移動に使ったヘリコプターから外を眺める金賢姫元死刑囚とみられる女性=22日午後0時53分、東京都江東区、上田潤撮影
日本政府が用意した小型ジェット機で夜明けの羽田空港に降り立ち、前首相の軽井沢の別荘に滞在、ヘリで東京都心上空などを遊覧飛行――。大韓航空機爆破事件の実行犯、金賢姫(キム・ヒョンヒ)元死刑囚の来日は異例ずくめだ。巨額の費用と人員を投じながら、拉致問題解決につながる新情報は出ていない。それでも、被害者家族は金元死刑囚の言葉に胸を揺さぶられ、希望をつないだ。金元死刑囚は23日、韓国に帰国する。

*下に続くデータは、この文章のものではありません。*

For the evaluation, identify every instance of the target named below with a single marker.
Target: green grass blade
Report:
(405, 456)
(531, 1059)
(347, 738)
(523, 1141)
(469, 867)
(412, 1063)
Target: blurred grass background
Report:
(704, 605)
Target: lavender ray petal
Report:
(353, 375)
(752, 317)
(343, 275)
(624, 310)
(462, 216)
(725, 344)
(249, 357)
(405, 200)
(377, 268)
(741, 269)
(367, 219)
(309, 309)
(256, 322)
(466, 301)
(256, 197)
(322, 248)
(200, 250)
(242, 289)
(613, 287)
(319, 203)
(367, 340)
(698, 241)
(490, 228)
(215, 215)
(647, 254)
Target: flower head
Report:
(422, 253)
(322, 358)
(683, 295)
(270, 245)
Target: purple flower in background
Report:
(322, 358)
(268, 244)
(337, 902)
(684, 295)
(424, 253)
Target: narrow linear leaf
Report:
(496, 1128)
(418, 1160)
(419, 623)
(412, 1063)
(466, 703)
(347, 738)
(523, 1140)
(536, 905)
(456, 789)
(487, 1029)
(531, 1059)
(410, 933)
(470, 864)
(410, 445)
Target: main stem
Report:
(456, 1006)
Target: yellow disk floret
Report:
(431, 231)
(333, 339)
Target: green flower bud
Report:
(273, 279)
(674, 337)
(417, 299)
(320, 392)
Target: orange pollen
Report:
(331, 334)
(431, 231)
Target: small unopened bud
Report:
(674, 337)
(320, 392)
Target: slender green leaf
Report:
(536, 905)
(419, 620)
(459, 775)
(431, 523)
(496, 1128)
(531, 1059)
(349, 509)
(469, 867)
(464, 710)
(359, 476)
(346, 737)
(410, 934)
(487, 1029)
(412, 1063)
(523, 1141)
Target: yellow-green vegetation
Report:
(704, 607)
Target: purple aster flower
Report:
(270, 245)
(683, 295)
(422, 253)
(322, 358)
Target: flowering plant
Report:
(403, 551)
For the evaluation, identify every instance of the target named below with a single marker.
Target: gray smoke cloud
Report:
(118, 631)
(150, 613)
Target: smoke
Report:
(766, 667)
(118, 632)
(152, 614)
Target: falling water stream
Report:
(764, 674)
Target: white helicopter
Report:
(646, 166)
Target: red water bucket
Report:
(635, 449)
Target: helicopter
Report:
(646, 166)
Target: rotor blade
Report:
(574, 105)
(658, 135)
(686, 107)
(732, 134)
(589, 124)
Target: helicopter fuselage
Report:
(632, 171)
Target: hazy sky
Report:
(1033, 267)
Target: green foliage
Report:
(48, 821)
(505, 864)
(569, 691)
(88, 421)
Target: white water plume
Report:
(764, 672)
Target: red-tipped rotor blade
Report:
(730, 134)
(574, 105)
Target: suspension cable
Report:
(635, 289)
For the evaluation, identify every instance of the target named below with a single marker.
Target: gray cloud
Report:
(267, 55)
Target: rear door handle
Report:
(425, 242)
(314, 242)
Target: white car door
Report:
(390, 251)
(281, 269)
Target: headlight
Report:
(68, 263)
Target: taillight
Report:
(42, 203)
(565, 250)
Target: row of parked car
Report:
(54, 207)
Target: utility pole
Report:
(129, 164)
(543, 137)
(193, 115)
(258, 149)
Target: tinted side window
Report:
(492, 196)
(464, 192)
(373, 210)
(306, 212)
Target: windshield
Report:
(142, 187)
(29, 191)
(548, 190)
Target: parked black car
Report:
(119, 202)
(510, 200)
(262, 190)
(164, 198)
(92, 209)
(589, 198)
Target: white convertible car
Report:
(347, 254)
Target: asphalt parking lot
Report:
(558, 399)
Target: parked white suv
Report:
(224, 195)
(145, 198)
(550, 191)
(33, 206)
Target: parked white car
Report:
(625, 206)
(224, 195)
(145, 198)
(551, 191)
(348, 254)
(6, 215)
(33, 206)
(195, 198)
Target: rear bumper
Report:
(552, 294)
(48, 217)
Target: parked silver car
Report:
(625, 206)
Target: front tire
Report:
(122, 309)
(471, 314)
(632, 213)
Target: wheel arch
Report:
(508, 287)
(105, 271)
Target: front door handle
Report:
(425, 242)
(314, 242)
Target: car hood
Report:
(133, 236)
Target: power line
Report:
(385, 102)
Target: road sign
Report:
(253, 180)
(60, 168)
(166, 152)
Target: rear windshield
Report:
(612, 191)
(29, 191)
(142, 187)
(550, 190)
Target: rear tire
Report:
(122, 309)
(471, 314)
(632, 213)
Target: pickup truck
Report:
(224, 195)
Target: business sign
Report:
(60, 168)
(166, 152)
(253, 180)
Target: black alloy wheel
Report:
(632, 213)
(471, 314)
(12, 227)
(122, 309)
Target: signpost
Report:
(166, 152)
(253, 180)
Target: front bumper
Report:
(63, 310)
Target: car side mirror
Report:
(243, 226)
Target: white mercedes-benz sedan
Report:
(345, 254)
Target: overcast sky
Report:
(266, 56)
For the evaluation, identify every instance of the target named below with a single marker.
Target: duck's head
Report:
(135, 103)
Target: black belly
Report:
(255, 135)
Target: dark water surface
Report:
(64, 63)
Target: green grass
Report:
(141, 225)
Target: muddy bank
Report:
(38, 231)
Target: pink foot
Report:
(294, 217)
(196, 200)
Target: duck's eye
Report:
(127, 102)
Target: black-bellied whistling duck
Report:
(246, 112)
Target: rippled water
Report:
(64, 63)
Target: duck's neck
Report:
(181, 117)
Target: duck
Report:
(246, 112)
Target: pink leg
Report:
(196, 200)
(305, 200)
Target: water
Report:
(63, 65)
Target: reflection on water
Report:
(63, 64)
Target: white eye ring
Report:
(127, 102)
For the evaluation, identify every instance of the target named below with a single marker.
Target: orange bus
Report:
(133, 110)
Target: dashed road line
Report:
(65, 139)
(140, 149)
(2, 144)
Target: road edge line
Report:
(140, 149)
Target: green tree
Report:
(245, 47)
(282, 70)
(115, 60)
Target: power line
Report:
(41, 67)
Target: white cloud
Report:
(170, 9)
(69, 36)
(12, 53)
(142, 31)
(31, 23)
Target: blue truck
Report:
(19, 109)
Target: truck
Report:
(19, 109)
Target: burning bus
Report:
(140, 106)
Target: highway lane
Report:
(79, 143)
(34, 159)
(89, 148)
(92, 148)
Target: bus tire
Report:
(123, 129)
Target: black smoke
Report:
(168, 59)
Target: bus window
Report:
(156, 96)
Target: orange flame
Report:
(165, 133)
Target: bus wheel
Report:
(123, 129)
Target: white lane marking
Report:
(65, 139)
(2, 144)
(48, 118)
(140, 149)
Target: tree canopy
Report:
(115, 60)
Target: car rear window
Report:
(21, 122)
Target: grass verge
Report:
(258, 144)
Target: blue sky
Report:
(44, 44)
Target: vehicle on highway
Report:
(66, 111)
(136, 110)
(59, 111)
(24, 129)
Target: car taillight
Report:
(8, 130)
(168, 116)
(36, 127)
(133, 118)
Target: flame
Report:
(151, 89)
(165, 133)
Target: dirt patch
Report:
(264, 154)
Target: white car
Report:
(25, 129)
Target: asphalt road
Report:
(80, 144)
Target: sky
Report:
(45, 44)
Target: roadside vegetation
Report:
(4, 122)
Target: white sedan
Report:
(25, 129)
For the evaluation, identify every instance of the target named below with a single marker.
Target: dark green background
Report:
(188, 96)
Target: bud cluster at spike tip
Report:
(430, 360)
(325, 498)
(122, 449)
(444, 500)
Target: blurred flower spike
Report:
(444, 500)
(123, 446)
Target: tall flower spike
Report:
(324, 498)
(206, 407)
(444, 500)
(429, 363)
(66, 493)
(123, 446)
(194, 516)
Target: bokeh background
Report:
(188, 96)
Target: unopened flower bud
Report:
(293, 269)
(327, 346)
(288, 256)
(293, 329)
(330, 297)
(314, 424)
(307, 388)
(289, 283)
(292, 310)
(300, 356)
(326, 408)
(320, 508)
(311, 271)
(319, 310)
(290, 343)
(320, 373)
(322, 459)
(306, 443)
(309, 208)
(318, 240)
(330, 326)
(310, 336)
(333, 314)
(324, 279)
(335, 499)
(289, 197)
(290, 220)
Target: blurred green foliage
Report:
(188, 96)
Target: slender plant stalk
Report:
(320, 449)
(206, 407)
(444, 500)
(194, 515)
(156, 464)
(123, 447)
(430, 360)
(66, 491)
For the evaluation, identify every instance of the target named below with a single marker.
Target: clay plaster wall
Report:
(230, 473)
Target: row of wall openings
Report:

「ジェット機を爆破した北朝鮮の元スパイが日本で歓待される」「信じがたいスパイ・ストーリー」。英紙インディペンデントは東京電で、こう驚きを表した。金元死刑囚の日本での処遇を、韓国の大手紙朝鮮日報は「国賓級の歓迎」と伝えた。
来日を主導した中井洽拉致問題担当相は「パフォーマンスなら(参院)選挙前にやっている」と反論する。一方で、政府関係者は「サッカーのワールドカップが終わり、来日のニュースが注目されやすいこの時期を選んだと聞いた」と打ち明ける。
金元死刑囚の来日時期は、韓国政府との交渉で一時、5月と決まりかけたが、3月に韓国哨戒艦沈没事件が発生したため、延期されていた。
韓国の情報関係者は、哨戒艦沈没事件との関係について「事件は北の仕業だ、とする韓国の立場を日本政府が早くから全面的に支持してくれたことで、訪日実現を後押しする機運が高まった」と話す。
日本政府はすでに金元死刑囚から聴取しており、今回の来日で拉致問題の進展につながる新たな証言が得られる可能性は低いとの見方が強かった。だが拉致問題は、自公連立政権下の2008年8月の日朝実務者協議以降、交渉が止まっている。ある政府関係者は「来日は、拉致被害者家族会の政府への不満が高まるのを避けるため、家族会の要望を実現させ、世論へのアピールもねらったものなのではないか」と話している。金元死刑囚には日本政府から「謝礼」が支払われるという。